I recognize the term from biology “Mad cow disease?”
Olivia looks up from the paper, her big eyes get even larger. “So you know more?”
I recall that Mad cow disease erodes holes in your brain so that it eventually looks like a sponge. But there’s no way I’m telling Olivia that.
“You don’t need to worry about it, Olivia. We have a better shot at winning the lottery.”
“But if I do get it, they don’t have a cure for it!

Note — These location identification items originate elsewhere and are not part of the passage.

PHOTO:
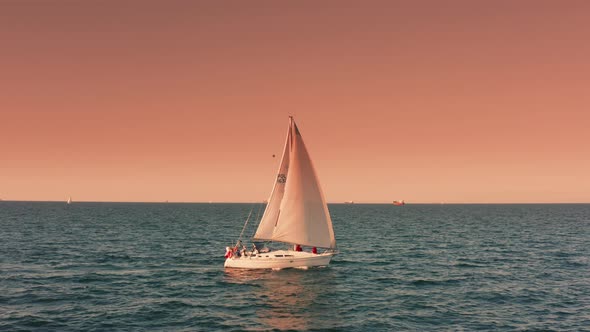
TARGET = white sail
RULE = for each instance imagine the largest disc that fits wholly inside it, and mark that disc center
(297, 211)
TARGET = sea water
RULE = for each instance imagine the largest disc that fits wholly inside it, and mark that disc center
(136, 266)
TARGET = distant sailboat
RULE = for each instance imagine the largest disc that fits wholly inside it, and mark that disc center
(296, 214)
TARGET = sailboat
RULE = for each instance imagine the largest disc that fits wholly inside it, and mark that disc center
(296, 215)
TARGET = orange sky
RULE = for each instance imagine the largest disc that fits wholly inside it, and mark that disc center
(427, 101)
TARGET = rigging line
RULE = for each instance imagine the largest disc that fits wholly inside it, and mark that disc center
(244, 228)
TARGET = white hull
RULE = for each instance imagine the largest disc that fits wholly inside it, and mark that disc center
(280, 259)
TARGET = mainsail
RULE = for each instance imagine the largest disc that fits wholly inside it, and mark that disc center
(296, 211)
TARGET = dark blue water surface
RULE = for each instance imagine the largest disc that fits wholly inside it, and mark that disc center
(132, 266)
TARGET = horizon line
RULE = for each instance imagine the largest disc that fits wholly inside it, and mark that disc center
(263, 202)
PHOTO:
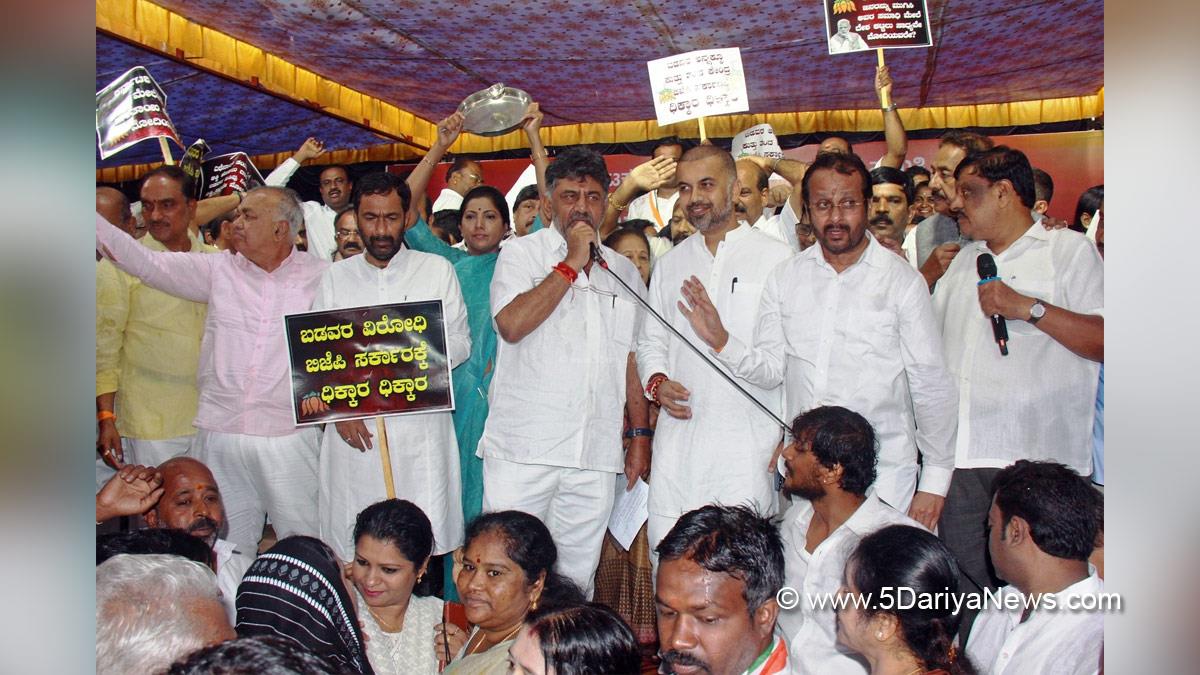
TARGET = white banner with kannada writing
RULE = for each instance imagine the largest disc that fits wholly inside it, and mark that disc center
(697, 84)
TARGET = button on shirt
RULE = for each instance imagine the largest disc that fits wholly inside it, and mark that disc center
(558, 394)
(318, 219)
(244, 377)
(864, 339)
(148, 347)
(813, 633)
(723, 452)
(1037, 402)
(1059, 640)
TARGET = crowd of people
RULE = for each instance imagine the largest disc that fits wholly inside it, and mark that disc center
(853, 381)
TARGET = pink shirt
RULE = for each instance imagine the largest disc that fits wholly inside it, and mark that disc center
(244, 380)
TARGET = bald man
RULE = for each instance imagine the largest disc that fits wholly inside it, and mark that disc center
(191, 501)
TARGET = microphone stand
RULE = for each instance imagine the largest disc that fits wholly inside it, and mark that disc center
(597, 257)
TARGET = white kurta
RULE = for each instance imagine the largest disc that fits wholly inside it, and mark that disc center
(721, 453)
(423, 447)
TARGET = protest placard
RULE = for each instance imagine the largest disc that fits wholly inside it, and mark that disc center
(365, 362)
(691, 85)
(131, 109)
(759, 141)
(226, 174)
(888, 24)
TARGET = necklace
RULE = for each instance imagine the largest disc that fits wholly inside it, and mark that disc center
(384, 625)
(480, 634)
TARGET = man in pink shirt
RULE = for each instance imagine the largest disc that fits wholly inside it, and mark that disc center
(263, 463)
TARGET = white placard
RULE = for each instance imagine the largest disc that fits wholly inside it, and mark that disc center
(629, 511)
(759, 141)
(697, 84)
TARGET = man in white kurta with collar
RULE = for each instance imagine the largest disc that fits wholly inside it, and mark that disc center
(564, 370)
(850, 323)
(712, 446)
(424, 455)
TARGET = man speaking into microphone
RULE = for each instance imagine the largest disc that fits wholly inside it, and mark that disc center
(1036, 402)
(564, 370)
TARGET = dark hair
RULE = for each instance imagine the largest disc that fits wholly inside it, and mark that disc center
(1043, 185)
(526, 193)
(1003, 163)
(577, 162)
(667, 141)
(253, 656)
(174, 173)
(492, 193)
(528, 543)
(1089, 203)
(399, 523)
(901, 556)
(895, 177)
(845, 165)
(735, 541)
(381, 183)
(154, 541)
(460, 163)
(585, 639)
(969, 141)
(913, 171)
(840, 436)
(1059, 505)
(635, 228)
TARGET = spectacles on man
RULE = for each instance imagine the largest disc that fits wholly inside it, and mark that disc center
(846, 205)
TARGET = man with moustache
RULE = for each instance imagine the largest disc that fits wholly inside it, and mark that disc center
(335, 195)
(191, 501)
(425, 457)
(715, 595)
(712, 446)
(564, 370)
(346, 231)
(850, 323)
(831, 467)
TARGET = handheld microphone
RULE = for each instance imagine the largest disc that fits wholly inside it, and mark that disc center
(987, 268)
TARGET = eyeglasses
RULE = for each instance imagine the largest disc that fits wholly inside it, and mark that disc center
(825, 205)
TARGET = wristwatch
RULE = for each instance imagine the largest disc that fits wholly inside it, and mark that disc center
(1037, 311)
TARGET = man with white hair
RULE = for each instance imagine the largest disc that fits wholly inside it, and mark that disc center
(247, 436)
(153, 610)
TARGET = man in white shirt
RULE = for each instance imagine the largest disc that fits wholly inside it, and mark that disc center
(564, 370)
(1037, 401)
(1043, 524)
(335, 195)
(462, 175)
(191, 501)
(424, 451)
(829, 467)
(713, 446)
(850, 323)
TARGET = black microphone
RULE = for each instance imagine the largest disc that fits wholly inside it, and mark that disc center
(987, 268)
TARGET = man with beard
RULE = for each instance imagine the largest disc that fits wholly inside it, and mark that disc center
(715, 595)
(425, 467)
(831, 467)
(891, 197)
(335, 195)
(707, 420)
(191, 501)
(850, 323)
(346, 231)
(247, 435)
(564, 370)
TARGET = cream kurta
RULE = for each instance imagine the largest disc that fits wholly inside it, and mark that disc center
(423, 447)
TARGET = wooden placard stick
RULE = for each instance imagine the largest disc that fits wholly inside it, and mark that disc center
(385, 457)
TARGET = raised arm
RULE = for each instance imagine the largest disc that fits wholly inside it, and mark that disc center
(185, 275)
(645, 177)
(893, 127)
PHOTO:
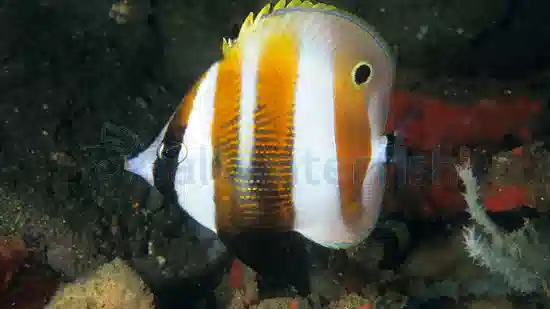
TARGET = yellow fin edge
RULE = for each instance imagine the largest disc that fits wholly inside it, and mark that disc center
(251, 21)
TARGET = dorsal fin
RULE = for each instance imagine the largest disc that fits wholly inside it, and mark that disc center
(252, 21)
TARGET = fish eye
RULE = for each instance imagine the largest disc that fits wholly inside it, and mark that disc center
(171, 151)
(361, 73)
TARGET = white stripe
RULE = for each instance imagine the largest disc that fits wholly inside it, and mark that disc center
(249, 77)
(193, 183)
(316, 196)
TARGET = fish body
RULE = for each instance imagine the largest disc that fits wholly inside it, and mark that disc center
(286, 132)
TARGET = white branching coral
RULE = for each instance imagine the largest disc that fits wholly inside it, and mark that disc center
(518, 256)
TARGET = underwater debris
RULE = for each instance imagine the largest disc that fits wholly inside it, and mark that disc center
(432, 127)
(114, 285)
(12, 255)
(519, 256)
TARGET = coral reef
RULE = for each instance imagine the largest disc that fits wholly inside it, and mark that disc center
(114, 285)
(520, 256)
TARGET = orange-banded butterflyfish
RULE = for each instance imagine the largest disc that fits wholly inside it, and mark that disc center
(286, 132)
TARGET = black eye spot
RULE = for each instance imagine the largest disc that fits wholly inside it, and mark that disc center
(168, 151)
(361, 74)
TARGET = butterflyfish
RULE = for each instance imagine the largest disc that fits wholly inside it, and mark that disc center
(286, 132)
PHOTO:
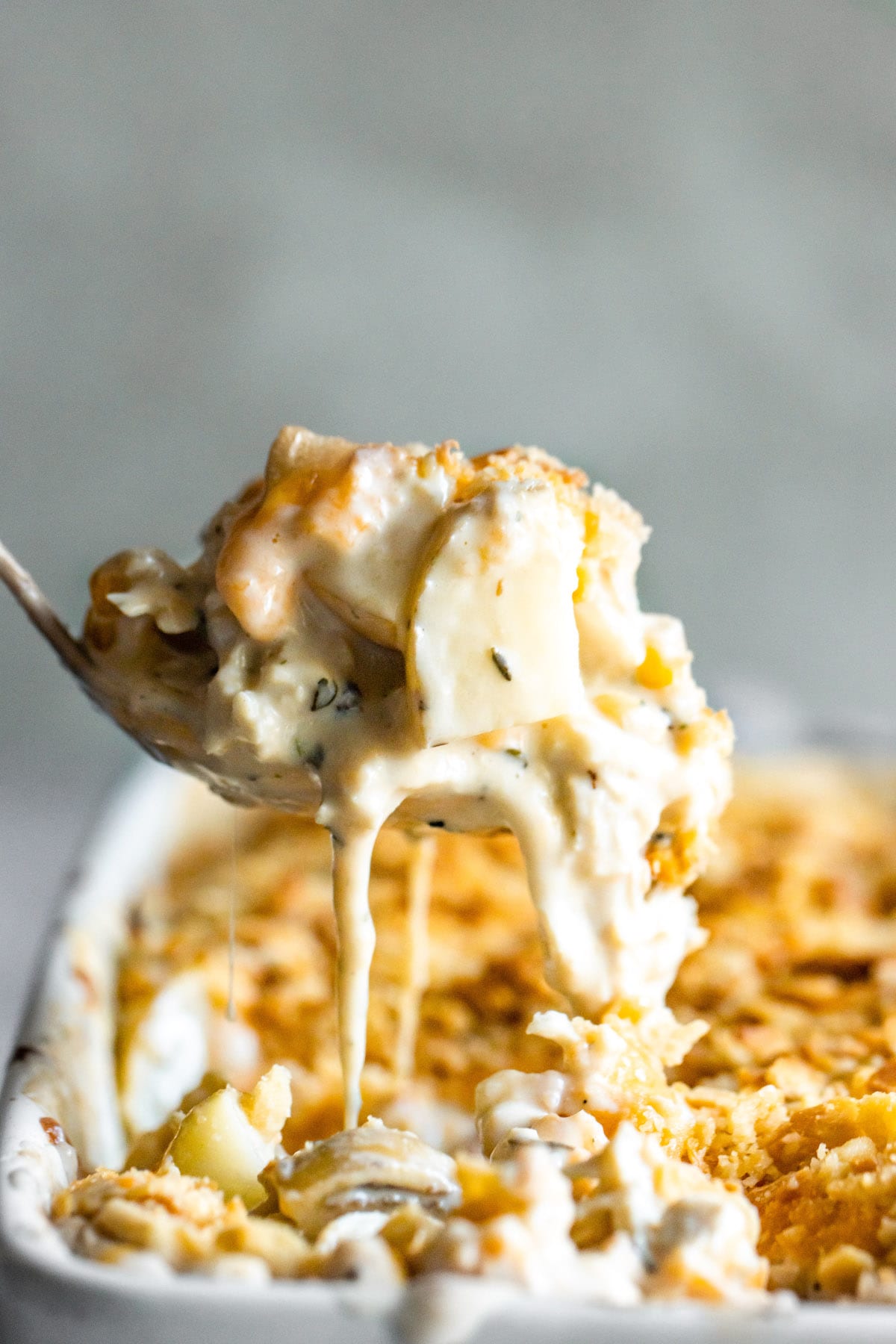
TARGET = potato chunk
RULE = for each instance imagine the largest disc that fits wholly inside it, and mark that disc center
(230, 1137)
(494, 638)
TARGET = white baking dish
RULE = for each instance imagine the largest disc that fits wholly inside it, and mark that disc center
(62, 1068)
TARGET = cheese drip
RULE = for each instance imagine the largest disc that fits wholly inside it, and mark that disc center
(381, 633)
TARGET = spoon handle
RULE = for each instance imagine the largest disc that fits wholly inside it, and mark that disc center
(42, 616)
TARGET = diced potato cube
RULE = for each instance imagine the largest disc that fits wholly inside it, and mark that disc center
(368, 531)
(230, 1137)
(164, 1053)
(494, 640)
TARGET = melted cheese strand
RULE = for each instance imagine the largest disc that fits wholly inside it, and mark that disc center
(231, 924)
(352, 855)
(420, 889)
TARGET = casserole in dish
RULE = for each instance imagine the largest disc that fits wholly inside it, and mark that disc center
(62, 1107)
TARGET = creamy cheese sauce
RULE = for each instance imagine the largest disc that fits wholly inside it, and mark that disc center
(398, 633)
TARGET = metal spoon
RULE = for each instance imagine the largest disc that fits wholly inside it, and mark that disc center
(294, 791)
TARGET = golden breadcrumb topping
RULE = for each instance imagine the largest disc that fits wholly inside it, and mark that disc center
(742, 1137)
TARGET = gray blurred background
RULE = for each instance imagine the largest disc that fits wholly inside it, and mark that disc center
(657, 238)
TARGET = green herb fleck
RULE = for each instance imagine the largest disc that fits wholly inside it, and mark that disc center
(324, 694)
(348, 699)
(501, 665)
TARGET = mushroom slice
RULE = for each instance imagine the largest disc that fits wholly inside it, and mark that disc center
(361, 1169)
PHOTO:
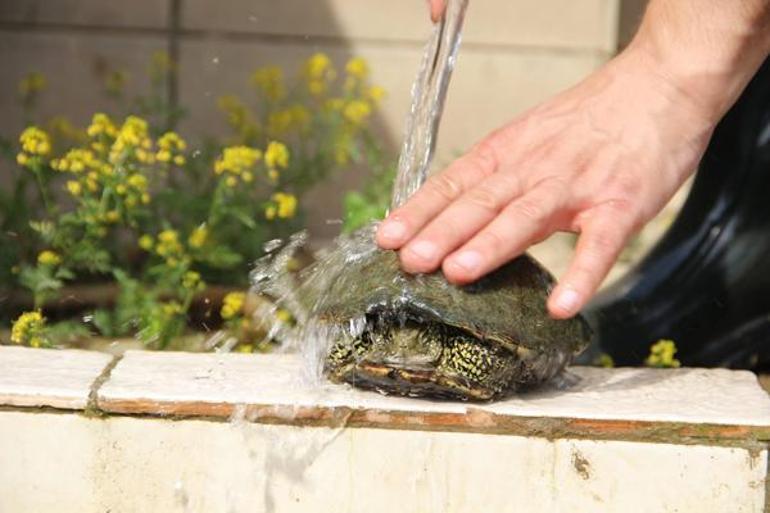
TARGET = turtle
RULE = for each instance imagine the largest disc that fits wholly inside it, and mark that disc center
(420, 336)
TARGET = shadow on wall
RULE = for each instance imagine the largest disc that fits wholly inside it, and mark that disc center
(76, 43)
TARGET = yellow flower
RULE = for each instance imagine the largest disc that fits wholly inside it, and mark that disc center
(137, 181)
(662, 355)
(270, 80)
(112, 216)
(31, 84)
(232, 304)
(74, 187)
(48, 257)
(285, 206)
(192, 281)
(357, 68)
(168, 243)
(236, 160)
(357, 111)
(318, 72)
(198, 237)
(76, 161)
(146, 242)
(35, 141)
(28, 329)
(279, 122)
(101, 124)
(276, 155)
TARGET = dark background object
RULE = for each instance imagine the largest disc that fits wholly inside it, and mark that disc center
(706, 284)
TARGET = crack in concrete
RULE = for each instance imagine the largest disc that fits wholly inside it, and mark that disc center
(92, 406)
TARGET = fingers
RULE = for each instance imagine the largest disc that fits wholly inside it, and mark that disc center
(601, 240)
(524, 221)
(437, 8)
(460, 221)
(433, 197)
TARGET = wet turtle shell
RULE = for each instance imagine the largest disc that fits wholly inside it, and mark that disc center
(495, 333)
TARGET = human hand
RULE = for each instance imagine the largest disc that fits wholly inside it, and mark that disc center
(600, 159)
(437, 8)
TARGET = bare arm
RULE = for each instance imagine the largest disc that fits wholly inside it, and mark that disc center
(601, 158)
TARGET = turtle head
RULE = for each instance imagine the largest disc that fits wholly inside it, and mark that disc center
(420, 358)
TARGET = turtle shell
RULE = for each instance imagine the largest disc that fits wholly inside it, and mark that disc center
(508, 306)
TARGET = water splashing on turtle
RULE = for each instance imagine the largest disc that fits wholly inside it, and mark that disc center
(363, 321)
(304, 295)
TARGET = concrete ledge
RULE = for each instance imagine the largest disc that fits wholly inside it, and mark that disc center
(57, 379)
(178, 432)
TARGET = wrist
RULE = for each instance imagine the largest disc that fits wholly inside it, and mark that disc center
(707, 49)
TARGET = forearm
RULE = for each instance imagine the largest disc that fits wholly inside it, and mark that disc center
(708, 48)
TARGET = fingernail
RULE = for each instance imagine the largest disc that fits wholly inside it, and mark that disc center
(568, 300)
(393, 230)
(423, 249)
(468, 260)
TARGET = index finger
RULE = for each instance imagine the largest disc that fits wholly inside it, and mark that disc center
(437, 8)
(435, 195)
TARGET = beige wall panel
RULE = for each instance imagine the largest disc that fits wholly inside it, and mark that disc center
(101, 13)
(586, 24)
(488, 88)
(70, 63)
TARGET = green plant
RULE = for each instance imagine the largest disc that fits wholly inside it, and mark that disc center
(126, 201)
(662, 355)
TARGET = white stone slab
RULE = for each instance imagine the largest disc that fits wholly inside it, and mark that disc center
(72, 464)
(166, 380)
(41, 377)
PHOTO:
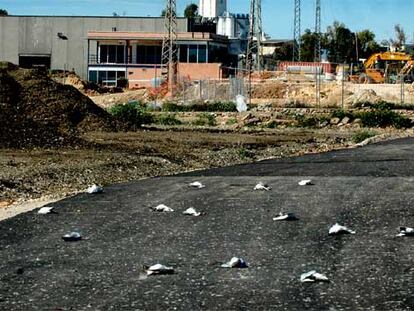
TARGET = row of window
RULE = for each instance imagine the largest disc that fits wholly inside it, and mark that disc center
(187, 53)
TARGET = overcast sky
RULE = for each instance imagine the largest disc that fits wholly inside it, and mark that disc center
(377, 15)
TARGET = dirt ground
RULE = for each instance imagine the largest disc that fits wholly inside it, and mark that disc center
(126, 156)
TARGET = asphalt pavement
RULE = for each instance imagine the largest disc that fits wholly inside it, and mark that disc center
(368, 189)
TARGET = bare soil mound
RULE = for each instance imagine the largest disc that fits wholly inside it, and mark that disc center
(37, 111)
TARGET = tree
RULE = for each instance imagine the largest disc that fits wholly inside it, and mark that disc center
(341, 44)
(191, 11)
(400, 38)
(366, 44)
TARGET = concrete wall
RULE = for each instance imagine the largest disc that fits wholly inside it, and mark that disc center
(38, 35)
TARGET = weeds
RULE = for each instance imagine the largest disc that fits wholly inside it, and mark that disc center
(168, 119)
(360, 136)
(205, 119)
(132, 113)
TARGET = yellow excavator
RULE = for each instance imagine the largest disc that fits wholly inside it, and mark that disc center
(386, 67)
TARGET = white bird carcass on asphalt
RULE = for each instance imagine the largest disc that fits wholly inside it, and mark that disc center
(261, 186)
(162, 208)
(286, 216)
(235, 263)
(305, 182)
(46, 210)
(313, 276)
(158, 269)
(338, 230)
(406, 231)
(72, 237)
(94, 189)
(197, 185)
(191, 212)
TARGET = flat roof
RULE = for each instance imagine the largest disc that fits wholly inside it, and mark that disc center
(136, 35)
(88, 16)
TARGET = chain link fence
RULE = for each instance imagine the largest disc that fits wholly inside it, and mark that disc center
(295, 90)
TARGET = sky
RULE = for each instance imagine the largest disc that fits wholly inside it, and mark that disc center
(379, 16)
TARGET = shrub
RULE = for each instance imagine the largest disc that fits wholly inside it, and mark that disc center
(200, 107)
(168, 119)
(132, 113)
(205, 119)
(383, 118)
(360, 136)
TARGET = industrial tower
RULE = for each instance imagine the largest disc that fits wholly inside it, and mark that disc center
(318, 52)
(297, 31)
(169, 57)
(254, 57)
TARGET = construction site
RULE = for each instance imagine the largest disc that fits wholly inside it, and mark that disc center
(123, 102)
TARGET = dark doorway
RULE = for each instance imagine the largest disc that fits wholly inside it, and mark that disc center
(34, 61)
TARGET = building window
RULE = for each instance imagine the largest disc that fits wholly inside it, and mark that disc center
(202, 53)
(149, 54)
(183, 53)
(113, 54)
(192, 54)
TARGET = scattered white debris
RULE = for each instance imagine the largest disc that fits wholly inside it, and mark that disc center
(94, 189)
(163, 208)
(235, 263)
(261, 186)
(192, 212)
(405, 231)
(197, 185)
(306, 182)
(313, 276)
(338, 230)
(72, 237)
(286, 216)
(159, 269)
(46, 210)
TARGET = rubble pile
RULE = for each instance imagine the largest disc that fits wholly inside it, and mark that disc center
(37, 111)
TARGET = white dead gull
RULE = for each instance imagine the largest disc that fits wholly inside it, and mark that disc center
(158, 269)
(72, 237)
(261, 186)
(305, 182)
(405, 231)
(197, 185)
(94, 189)
(313, 276)
(235, 263)
(162, 208)
(191, 212)
(46, 210)
(286, 217)
(337, 229)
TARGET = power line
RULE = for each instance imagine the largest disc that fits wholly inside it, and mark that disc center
(297, 31)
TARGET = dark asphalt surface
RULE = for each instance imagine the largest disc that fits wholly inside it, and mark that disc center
(368, 189)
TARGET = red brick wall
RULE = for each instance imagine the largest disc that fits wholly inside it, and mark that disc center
(141, 77)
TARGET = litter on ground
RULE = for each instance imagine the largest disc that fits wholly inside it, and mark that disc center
(235, 263)
(405, 231)
(286, 217)
(94, 189)
(72, 237)
(338, 230)
(313, 276)
(191, 212)
(158, 269)
(162, 208)
(262, 187)
(46, 210)
(197, 185)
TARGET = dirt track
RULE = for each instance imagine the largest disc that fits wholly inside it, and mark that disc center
(119, 157)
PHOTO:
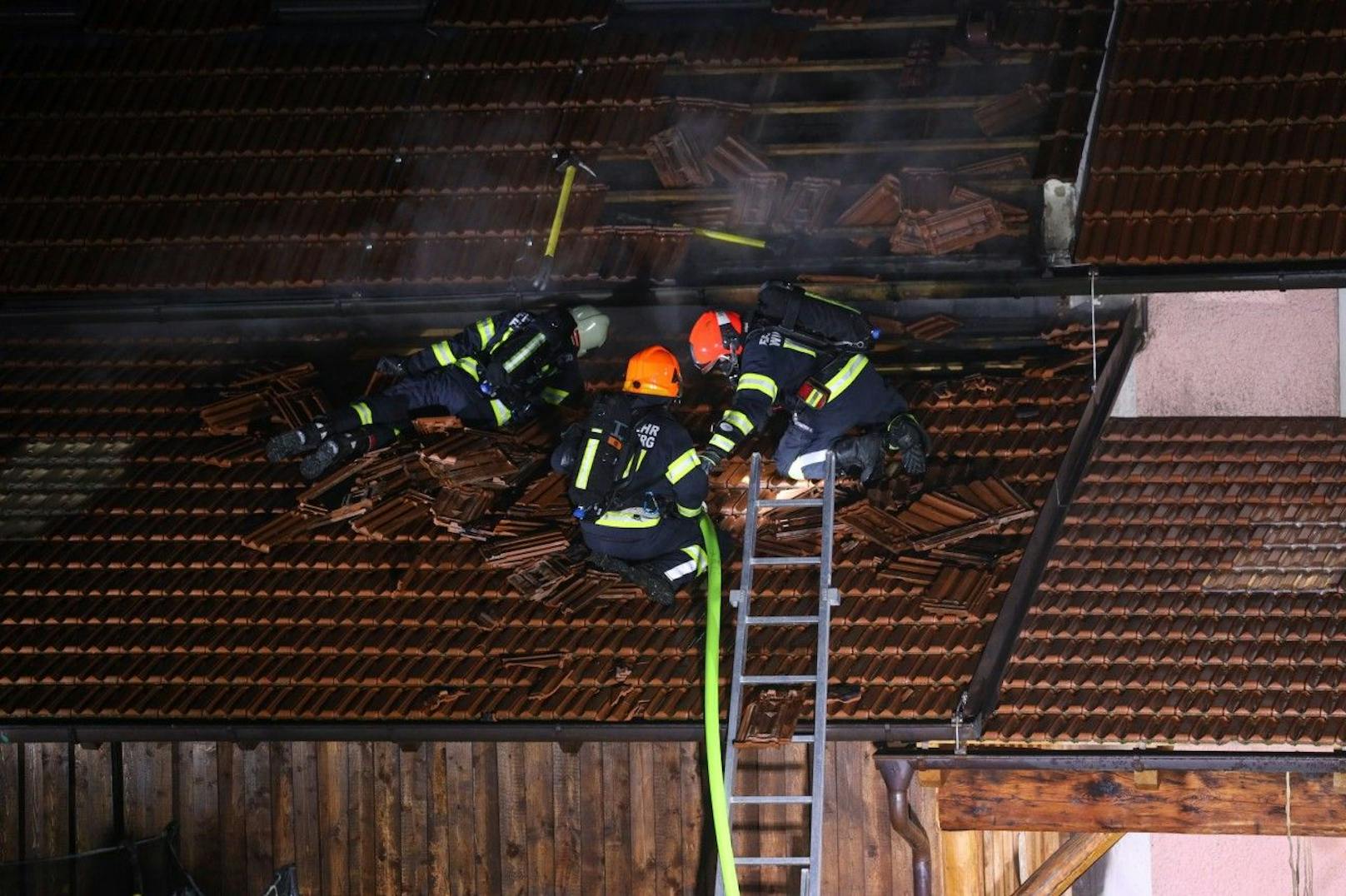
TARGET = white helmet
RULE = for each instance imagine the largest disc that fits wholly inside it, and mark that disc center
(590, 327)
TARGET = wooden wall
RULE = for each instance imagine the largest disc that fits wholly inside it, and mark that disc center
(435, 819)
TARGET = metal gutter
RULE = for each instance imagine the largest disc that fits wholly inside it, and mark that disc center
(1120, 760)
(98, 732)
(898, 286)
(1090, 128)
(985, 689)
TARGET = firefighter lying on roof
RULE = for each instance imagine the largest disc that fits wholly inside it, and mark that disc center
(636, 480)
(806, 353)
(496, 373)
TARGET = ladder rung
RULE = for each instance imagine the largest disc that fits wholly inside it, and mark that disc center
(780, 679)
(786, 561)
(770, 801)
(784, 620)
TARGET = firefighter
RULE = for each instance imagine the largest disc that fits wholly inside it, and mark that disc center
(496, 373)
(651, 533)
(827, 393)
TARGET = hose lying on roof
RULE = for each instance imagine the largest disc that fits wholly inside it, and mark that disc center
(714, 762)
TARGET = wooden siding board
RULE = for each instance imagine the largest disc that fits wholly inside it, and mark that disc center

Just like Mom said!”
Another wave of white-hot anger burst through me, but I say reassuringly, “Sure, everybody is panicking about it now, but it probably won’t spread. The only case in the United States is that homeless shelter all the way in New York. It didn’t spread after it wiped out that small village the first time.”
She frowns, seemingly unconvinced.
“Besides, why would anyone from New York ever want to come to crappy-old Reno, Nevada? Everyone wants to get the hell out of this crap hole the first chance they get. They’d much rather go to California or somewhere way cooler ... Like us one day.”
She smiles.
I grab the newspaper and toss it across the room, making it rain paper. She laughs, which makes my anger subside.
“You want to have a slumber party like old times?” I ask her.
She grins, slides over in her bed, and pats my usual spot.